The technology behind Digital Transformation takes many forms. One of them is robotics. While many companies use robotics to complete tasks in manufacturing or customer service (known as Robotic Process Automation), YSoft Labs is looking at robotics to advance the capabilities of quality assurance.
As you can imagine, with the increasing applications of IoT, human interactions with devices will be on the rise. These devices need to be tested, and traditional test scripts are no longer adequate. So, let’s look at one area in which robotics can help advance the traditional quality assurance area.
Most of us think of robots as doing repetitive tasks – repeatedly taking an instruction and performing the action. This is a normal robotic task as robots are good at this sort of thing, whereas humans need to take breaks and make mental mistakes because of boredom. Therefore, robots are often used in quality assurance scenarios where verifying features can be tested.
In verification testing, a robot can test whether a feature works according to specification or not. It is binary. The feature either did what it was specified to do or it didn’t. An example might be, if I press the power-on button, does the power come on or not? If I press the power-on button twice, did the machine power on and then power off, or did it do something else? And if I press the button for a long time, etc.
However, with recent computer vision capabilities and declining sensor costs, robots have become very good at validation testing. With validation testing, the question is not whether something happened or not; it answers the question of whether what happened was expected or if the results meet users' needs. In some ways, this is akin to using robots for usability testing, but there are also ways robotics have evolved to do even more.
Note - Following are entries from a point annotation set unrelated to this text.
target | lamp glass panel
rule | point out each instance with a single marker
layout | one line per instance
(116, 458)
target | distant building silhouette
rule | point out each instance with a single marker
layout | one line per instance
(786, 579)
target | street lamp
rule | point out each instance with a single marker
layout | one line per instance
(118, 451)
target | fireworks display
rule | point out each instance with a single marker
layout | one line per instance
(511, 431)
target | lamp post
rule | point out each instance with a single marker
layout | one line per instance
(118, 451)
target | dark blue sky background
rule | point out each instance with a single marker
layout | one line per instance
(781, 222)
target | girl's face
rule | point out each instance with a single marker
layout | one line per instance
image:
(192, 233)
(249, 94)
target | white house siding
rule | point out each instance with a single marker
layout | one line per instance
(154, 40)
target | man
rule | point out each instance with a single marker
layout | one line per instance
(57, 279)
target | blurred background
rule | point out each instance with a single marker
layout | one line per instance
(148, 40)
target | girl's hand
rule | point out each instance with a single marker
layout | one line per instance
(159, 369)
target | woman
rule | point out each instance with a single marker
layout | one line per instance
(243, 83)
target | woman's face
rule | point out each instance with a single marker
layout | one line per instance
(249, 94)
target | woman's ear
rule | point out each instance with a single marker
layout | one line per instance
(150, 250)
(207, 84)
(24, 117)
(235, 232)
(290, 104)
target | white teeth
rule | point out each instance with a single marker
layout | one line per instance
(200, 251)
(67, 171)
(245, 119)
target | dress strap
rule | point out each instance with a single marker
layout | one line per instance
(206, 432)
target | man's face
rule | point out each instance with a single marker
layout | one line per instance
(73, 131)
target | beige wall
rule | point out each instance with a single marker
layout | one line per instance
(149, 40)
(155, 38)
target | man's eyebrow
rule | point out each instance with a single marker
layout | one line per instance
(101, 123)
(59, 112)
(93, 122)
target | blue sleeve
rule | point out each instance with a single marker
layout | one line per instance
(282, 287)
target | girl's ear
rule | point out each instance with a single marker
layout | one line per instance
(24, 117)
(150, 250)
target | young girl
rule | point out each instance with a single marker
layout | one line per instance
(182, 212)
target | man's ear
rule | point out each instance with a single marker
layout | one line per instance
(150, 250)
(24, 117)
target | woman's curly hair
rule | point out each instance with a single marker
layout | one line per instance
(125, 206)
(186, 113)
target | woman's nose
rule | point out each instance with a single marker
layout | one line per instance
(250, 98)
Let’s start with usability testing. In human form, users may be asked to perform a task using a computer or device and be timed to see how fast the user interface is and how fast the user interface evolves in a time period – to understand if the user can complete the task quickly.
Another example would be if the user understood the results of an action and could take the next step in a process. To some extent, regular robots can do this kind of usability testing very well. However, humans can typically only test one variable at a time with any accuracy.
When paired with computer vision, sensors, and artificial intelligence, robots can perform many kinds of
validation and verification (V&V) tests simultaneously. When a test fails, the robot can recognize the ‘fail state’ and continue with the proper action, capture the situation, reboot and continue testing another area, or stay in the “fail state” and call for assistance.
For example, a robot may be scripted to recognize a screen icon to test the launch of an application on a touch screen. Typically, the script would include the exact position on the screen where the icon could be found. However, if the icon is in a different location, the robot cannot perform the test. In this case, computer vision technology allows the robot to find whether the correct icon is there and where it is. Similarly, if the user interface changes or looks different on another device, the robot must be able to find the icon to continue the test.
The real industry challenge is the combination of verification and validation simultaneously. This approach is typically impossible to do manually, but with the increasing complexity of SW and HW systems, the importance is much greater. In the current dynamic world with extremely fast progress, there is no space to rely just on a functionality approach (verification) or to split functionality and SW & HW qualities into separate areas. When the robotic system can do validation and verification at the same moment, it provides a faster feedback loop for developers while also supporting greater quality.Using the same scenario, when a human user encounters an unexpected response – perhaps the load time of a screen is taking too long, for example, the user knows what to do to continue. With computer vision and artificial intelligence, a robot can also learn to take the necessary steps to continue.Sensors can also help robots in validation testing in other ways. Temperature sensors will enable robots to test conditions in various hot/cold scenarios. Proximity, motion, weight, level sensors, and simple counters can also aid in validation testing.
Verification and validation testing only scratch the surface of robotic abilities. With YSoft AIVA robotics, you can also do integration and regression testing as well as quality assurance tests.